I remember years ago walking through a photography exhibit and reading a quote by a photographer who said that the art in photography isn’t how you take a photo but where you are standing.
Just from the photographs we receive at the Los Alamos Monitor, there seems to be an endless amount of locations to go to and snap one quality picture after another in Los Alamos.
It is not just the main attractions such as Fuller Lodge frosted with snow or the ancient caves that dot the landscape at Bandelier National Monument that make great works of art, it is also the sites that are less visted.
These places include a side of a house that has jagged, transparent icicles hanging from its gutters, a sandy stream bed with a solitary, golden aspen leaf lying on its surface or the patio area of Baskin Robbins that is both highlighted in sunlight and hidden in shadows.
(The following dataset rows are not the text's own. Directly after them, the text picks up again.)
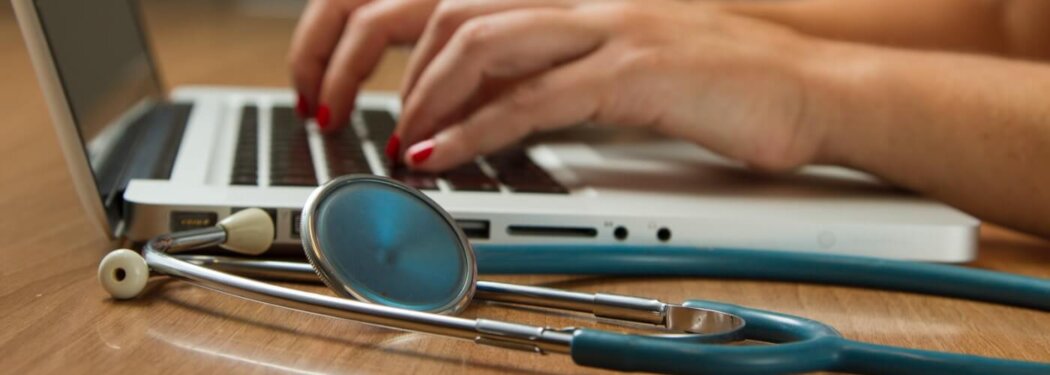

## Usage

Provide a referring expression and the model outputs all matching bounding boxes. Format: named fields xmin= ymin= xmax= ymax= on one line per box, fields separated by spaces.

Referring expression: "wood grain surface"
xmin=0 ymin=0 xmax=1050 ymax=374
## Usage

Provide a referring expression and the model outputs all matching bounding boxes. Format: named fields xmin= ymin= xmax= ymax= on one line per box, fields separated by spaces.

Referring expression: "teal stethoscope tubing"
xmin=475 ymin=244 xmax=1050 ymax=374
xmin=474 ymin=244 xmax=1050 ymax=311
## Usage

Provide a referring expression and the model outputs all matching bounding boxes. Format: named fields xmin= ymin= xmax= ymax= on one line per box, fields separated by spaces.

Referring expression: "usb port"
xmin=456 ymin=220 xmax=488 ymax=239
xmin=292 ymin=211 xmax=302 ymax=238
xmin=168 ymin=211 xmax=218 ymax=232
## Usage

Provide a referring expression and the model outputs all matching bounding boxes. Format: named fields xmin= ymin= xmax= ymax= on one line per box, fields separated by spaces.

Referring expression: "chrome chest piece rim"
xmin=300 ymin=174 xmax=478 ymax=314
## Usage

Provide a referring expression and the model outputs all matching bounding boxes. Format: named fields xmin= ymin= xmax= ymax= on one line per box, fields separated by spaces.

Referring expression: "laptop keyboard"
xmin=230 ymin=105 xmax=568 ymax=194
xmin=270 ymin=107 xmax=317 ymax=186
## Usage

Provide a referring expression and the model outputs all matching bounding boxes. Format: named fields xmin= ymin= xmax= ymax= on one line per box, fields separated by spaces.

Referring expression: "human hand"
xmin=289 ymin=0 xmax=440 ymax=130
xmin=395 ymin=0 xmax=823 ymax=170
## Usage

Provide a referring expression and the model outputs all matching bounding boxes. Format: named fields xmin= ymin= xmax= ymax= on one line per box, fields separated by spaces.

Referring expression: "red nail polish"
xmin=317 ymin=104 xmax=332 ymax=130
xmin=295 ymin=93 xmax=310 ymax=119
xmin=408 ymin=140 xmax=434 ymax=165
xmin=386 ymin=134 xmax=401 ymax=164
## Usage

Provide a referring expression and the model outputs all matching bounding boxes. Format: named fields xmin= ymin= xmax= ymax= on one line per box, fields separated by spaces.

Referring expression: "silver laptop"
xmin=14 ymin=0 xmax=979 ymax=262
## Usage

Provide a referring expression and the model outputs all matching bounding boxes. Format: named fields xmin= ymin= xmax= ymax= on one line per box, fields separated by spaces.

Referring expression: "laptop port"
xmin=456 ymin=220 xmax=489 ymax=239
xmin=168 ymin=211 xmax=218 ymax=232
xmin=656 ymin=228 xmax=671 ymax=243
xmin=507 ymin=225 xmax=597 ymax=237
xmin=291 ymin=211 xmax=302 ymax=238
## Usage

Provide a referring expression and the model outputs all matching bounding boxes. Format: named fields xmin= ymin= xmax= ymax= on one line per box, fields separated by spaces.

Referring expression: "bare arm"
xmin=725 ymin=0 xmax=1050 ymax=60
xmin=807 ymin=42 xmax=1050 ymax=237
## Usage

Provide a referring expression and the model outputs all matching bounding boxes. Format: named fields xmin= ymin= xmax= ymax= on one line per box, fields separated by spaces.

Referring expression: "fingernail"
xmin=295 ymin=93 xmax=310 ymax=119
xmin=386 ymin=134 xmax=401 ymax=163
xmin=317 ymin=104 xmax=332 ymax=130
xmin=408 ymin=140 xmax=434 ymax=165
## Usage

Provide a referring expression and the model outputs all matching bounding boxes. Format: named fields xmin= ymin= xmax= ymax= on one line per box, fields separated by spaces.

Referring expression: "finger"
xmin=317 ymin=0 xmax=436 ymax=130
xmin=396 ymin=9 xmax=604 ymax=151
xmin=405 ymin=58 xmax=609 ymax=171
xmin=401 ymin=0 xmax=570 ymax=98
xmin=288 ymin=0 xmax=366 ymax=117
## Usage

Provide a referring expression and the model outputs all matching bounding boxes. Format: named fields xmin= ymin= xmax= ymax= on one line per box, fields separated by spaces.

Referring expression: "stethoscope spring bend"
xmin=99 ymin=175 xmax=1050 ymax=374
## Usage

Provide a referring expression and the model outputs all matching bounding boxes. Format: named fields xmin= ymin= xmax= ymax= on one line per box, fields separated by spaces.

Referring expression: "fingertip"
xmin=295 ymin=93 xmax=313 ymax=119
xmin=316 ymin=103 xmax=332 ymax=131
xmin=404 ymin=139 xmax=436 ymax=168
xmin=385 ymin=134 xmax=401 ymax=162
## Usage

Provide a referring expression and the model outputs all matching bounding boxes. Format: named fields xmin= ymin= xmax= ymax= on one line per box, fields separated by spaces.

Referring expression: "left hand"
xmin=395 ymin=0 xmax=824 ymax=171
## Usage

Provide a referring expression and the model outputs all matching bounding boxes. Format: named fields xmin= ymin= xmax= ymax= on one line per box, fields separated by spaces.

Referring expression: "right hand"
xmin=289 ymin=0 xmax=440 ymax=131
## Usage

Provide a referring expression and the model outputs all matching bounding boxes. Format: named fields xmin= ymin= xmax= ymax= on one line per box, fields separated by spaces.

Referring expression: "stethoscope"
xmin=99 ymin=175 xmax=1050 ymax=374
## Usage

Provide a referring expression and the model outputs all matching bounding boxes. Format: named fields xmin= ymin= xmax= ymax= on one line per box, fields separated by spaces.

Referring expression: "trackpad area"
xmin=534 ymin=129 xmax=907 ymax=197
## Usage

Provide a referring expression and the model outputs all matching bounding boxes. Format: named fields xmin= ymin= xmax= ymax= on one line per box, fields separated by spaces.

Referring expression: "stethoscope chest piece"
xmin=300 ymin=175 xmax=477 ymax=314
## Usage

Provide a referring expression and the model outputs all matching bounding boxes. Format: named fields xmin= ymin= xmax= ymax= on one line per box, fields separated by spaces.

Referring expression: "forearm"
xmin=807 ymin=42 xmax=1050 ymax=237
xmin=720 ymin=0 xmax=1050 ymax=59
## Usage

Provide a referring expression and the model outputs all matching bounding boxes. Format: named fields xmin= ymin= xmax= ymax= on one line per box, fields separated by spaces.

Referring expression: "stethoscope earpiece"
xmin=92 ymin=175 xmax=1050 ymax=374
xmin=218 ymin=208 xmax=273 ymax=255
xmin=99 ymin=249 xmax=149 ymax=299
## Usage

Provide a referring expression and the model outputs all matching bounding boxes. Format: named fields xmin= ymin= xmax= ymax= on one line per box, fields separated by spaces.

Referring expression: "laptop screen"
xmin=34 ymin=0 xmax=163 ymax=225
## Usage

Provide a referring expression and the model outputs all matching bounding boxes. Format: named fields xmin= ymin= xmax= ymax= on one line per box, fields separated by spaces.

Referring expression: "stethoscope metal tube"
xmin=99 ymin=176 xmax=1050 ymax=374
xmin=143 ymin=229 xmax=572 ymax=354
xmin=175 ymin=255 xmax=742 ymax=334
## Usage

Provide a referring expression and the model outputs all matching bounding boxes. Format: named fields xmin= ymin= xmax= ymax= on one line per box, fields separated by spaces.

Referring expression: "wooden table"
xmin=0 ymin=0 xmax=1050 ymax=373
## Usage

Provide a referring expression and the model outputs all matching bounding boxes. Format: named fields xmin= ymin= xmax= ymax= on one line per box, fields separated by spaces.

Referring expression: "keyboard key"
xmin=270 ymin=107 xmax=317 ymax=186
xmin=230 ymin=105 xmax=259 ymax=185
xmin=391 ymin=167 xmax=438 ymax=190
xmin=485 ymin=148 xmax=568 ymax=194
xmin=361 ymin=109 xmax=397 ymax=143
xmin=443 ymin=162 xmax=500 ymax=191
xmin=324 ymin=126 xmax=372 ymax=178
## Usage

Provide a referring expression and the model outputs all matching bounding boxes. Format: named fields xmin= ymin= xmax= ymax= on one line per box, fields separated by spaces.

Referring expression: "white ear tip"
xmin=99 ymin=249 xmax=149 ymax=299
xmin=218 ymin=208 xmax=273 ymax=255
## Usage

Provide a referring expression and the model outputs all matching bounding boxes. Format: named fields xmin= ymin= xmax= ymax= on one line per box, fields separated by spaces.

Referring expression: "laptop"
xmin=13 ymin=0 xmax=979 ymax=263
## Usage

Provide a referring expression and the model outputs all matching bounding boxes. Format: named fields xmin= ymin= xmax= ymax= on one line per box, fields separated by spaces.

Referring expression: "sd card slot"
xmin=507 ymin=225 xmax=597 ymax=237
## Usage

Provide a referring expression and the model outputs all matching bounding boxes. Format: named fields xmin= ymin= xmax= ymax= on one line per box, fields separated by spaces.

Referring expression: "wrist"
xmin=796 ymin=38 xmax=885 ymax=167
What is really remarkable, at least for me, is that had it not been for these photographers standing where they were, these locations and their unique beauty would never have caught my attention.
It’s not often that I, and I think many others, will stop to admire the artistic quality of an ice cream parlor’s sitting area or study the bottom of a streambed. We are usually too busy forging ahead to get through the day to notice what beauty our surroundings offer us.
How funny that by looking through a tiny viewfinder on a camera, our vision of the world and all its photogenic features is widened to an incredible size.
Plus, with the numerous local entities offering shows and contests, the time is right to pull out the camera and start walking around.